Il a exprimé sa solidarité avec tous ceux qui ont perdu une “personne chère” des mains de la mafia et il a remercié les familles de leur « témoignage » : « Parce que vous ne vous êtes pas enfermés, mais vous vous êtes ouverts, vous êtes sortis pour raconter votre histoire de douleur et d’espérance : c’est tellement important, spécialement pour les jeunes ! »
La veillée a été introduite par don Luigi Ciotti fondateur de l’association internationale Libera, qui a eu cette initiative, à la veille de la XIXe Journée de la mémoire et de l’engagement des victimes innocentes des mafias. Il a souligné la présence à cette veillée de familles de victimes innoncentes des mafias d'Amérique latine.
Pour don Ciotti, l’Eglise n’a pas toujours évalué avec attention le phénomène de la criminalité organisée, mais il y eu un tournant avec le « le cri prophétique » du pape Jean-Paul II dans la Vallée des Temples, à Agrigente (Sicile), le 9 mai 1993, et l’intervention du pape Benoît XVI à Palerme (Sicile), le 3 octobre 2010, invitant à ne pas suivre la voie de la Mafia, une « route de la mort incompatible avec l’Evangile ».
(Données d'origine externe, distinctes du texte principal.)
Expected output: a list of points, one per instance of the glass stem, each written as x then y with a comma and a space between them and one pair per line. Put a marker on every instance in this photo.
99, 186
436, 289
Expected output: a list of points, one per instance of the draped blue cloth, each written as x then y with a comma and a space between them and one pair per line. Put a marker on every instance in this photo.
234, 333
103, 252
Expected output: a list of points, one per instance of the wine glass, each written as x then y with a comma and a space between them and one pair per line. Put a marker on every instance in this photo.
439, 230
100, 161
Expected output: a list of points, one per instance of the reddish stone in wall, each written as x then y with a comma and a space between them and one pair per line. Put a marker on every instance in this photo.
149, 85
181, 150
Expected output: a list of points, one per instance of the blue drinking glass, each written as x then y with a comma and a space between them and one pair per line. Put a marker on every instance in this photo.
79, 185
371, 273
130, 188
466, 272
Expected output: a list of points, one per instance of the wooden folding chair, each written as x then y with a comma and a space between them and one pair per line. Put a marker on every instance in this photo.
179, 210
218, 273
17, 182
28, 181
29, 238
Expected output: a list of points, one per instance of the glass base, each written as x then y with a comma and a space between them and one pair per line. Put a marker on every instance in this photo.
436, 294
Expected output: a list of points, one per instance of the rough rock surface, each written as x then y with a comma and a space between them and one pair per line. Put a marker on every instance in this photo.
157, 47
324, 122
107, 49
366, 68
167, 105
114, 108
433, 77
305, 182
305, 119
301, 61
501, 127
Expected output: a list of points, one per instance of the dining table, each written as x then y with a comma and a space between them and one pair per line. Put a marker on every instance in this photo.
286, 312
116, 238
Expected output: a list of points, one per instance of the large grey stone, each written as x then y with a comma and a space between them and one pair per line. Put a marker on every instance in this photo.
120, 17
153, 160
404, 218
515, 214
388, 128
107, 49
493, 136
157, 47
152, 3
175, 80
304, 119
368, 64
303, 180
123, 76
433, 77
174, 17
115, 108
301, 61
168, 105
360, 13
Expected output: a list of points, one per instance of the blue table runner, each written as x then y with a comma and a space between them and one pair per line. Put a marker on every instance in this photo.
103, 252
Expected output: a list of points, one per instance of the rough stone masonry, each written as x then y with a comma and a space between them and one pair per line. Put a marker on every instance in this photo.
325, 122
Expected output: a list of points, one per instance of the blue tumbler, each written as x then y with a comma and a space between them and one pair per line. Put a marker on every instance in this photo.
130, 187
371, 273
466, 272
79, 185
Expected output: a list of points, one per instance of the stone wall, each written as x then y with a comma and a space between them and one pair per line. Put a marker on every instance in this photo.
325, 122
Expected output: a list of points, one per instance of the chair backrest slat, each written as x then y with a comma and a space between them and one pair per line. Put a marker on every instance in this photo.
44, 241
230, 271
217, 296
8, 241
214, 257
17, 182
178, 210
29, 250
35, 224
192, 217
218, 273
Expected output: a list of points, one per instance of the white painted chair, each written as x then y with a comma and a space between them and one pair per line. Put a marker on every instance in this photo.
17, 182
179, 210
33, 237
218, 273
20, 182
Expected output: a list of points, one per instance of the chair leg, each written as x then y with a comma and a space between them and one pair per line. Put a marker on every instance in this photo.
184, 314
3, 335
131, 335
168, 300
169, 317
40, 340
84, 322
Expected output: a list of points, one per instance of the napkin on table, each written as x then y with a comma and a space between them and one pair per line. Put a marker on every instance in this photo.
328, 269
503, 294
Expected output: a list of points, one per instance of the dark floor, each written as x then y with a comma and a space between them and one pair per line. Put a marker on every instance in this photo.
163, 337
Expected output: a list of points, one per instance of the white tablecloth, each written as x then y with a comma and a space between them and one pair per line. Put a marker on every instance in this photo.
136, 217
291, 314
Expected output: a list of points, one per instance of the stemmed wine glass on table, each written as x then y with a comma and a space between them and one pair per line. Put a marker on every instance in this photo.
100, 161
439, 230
Il a cité le bienheureux don Pino Puglisi (et ses frères, présents), don Giuseppe Diana (et ses frères présents), et d'autres prêtres qui ont osé élevé la voix contre la mafia. Il a appelé à un sursaut social et politique, et à l'augmentation des "confiscations" pour restituer des patrimoines et les restituer à la collectivité. A ne pas laisser seuls ceux qui ont le courage de se rebeller. Il a espéré en un "printemps de justice et de pardon".
Le P. Ciotti a mis sur les épaules du appe François l'étole de don Diana pour la bénédiction finale, donnée par le pape après la prière du Notre Père.
Stefania Grasso, fille de Vincenzo Grasso, un commerçant tué à Locres, en Calabre, en 1989, avait pris la parole, au nom des familles des victimes, exprimant « l’espérance de ceux qui sont certains que les choses peuvent changer » et elle a remercié le pape François d’avoir en quelque sorte marqué par sa présence ce « commencement » nouveau.
Les « mafias » représentent en Italie les criminels de Cosa Nostra (Sicile), de la Camorra (Naples, Caserte), de la ‘Ndranghetta (Calabre), la Sacra corona Unita (Pouilles)… sans compter les mafias étrangères opérant sur le territoire.